After receiving hundreds of billions of dollars in bailouts in the wake of the 2008 financial crisis, banks often did not come to the aid of credit-starved American businesses. Instead, it seems many banks went back to making the same high-risk bets that left them in need of government support in the first place.
Despite claims by government officials at the height of the financial crisis that bailouts would lead to more lending, banks that received bailout funding didn't increase total lending, according to a new study out of the University of Michigan.
But the banks did shift their investments toward risky loans and investments, including mortgage-backed securities. Under few guidelines, banks largely treated the bailouts as a windfall and, more importantly, a reassurance that the government would come to the rescue in the future, said the paper's co-authors, University of Michigan assistant finance professors Ran Duchin and Denis Sosyura.
The paper, released earlier this week, argued that the key factor predicting more risk-taking was not the bailout money itself, but the message that the government had the banks' back.
Banks that received bailout money were most inclined toward investing more money in speculative trading, corporate bonds, and mortgage-backed securities, Duchin said in an interview with The Huffington Post.
A higher level of risk-taking among major banks could make the financial system more prone to crisis, as banks face higher chances of seeing borrowers default and investments not pay off. Duchin said that risk-taking "definitely destabilizes the financial system."
With lagging economic growth, banks have had to compete more to find ways to reap profits. The overall demand for loans remains weak. As a result, many banks have lowered their standards while attempting to identify profit-making opportunities in a limp economy, said Gregory Daco, principal U.S. economist at IHS Global Insight.
Since the beginning of this year, banks have been easing their lending standards on most types of loans, especially those to corporations, according to the Federal Reserve. Banks have made 74 percent more floating-rate loans to junk-rated companies during the first eight months of this year compared to the same period last year, according to a study by the research firm Dealogic, the Wall Street Journal reported.
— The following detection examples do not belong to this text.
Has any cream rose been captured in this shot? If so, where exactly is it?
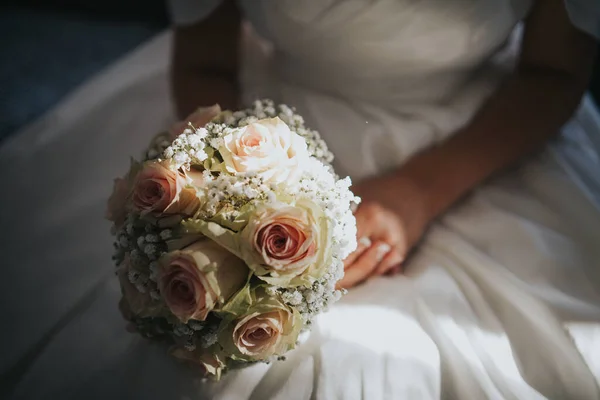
[169,104,221,140]
[241,200,331,286]
[131,161,202,216]
[219,289,303,361]
[117,255,161,321]
[219,117,309,183]
[106,177,130,229]
[158,239,249,323]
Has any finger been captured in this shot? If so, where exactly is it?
[375,249,404,275]
[384,265,404,276]
[344,236,373,269]
[338,242,391,288]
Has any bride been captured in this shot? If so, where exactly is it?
[0,0,600,400]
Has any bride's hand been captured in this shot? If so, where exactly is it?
[339,175,430,288]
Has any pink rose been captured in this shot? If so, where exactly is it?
[132,161,202,219]
[170,346,225,380]
[241,201,330,285]
[233,309,292,359]
[158,239,249,323]
[106,176,130,229]
[117,255,160,321]
[169,104,221,139]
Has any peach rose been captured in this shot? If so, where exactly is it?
[169,104,221,140]
[219,287,304,361]
[131,161,202,219]
[158,239,249,323]
[219,117,309,183]
[241,201,330,285]
[105,176,130,229]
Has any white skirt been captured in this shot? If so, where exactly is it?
[0,35,600,400]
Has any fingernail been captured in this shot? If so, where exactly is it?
[375,243,392,262]
[358,236,373,247]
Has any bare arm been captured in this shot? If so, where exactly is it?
[171,0,241,118]
[389,0,596,220]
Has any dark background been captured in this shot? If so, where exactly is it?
[0,0,600,142]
Another recent study found that financial institutions that actively lobbied the government in the years leading up to the financial crisis both were more likely to benefit from the government bailouts starting in 2008 and to have faster-growing portfolios of high-risk loans.
The Michigan study's co-authors said the government should have set clear guidelines for how banks spent bailout funds and should have tracked where that money went.
"Basically, they [the banks] just added it to total capital and did what they wanted," co-author Sosyura said.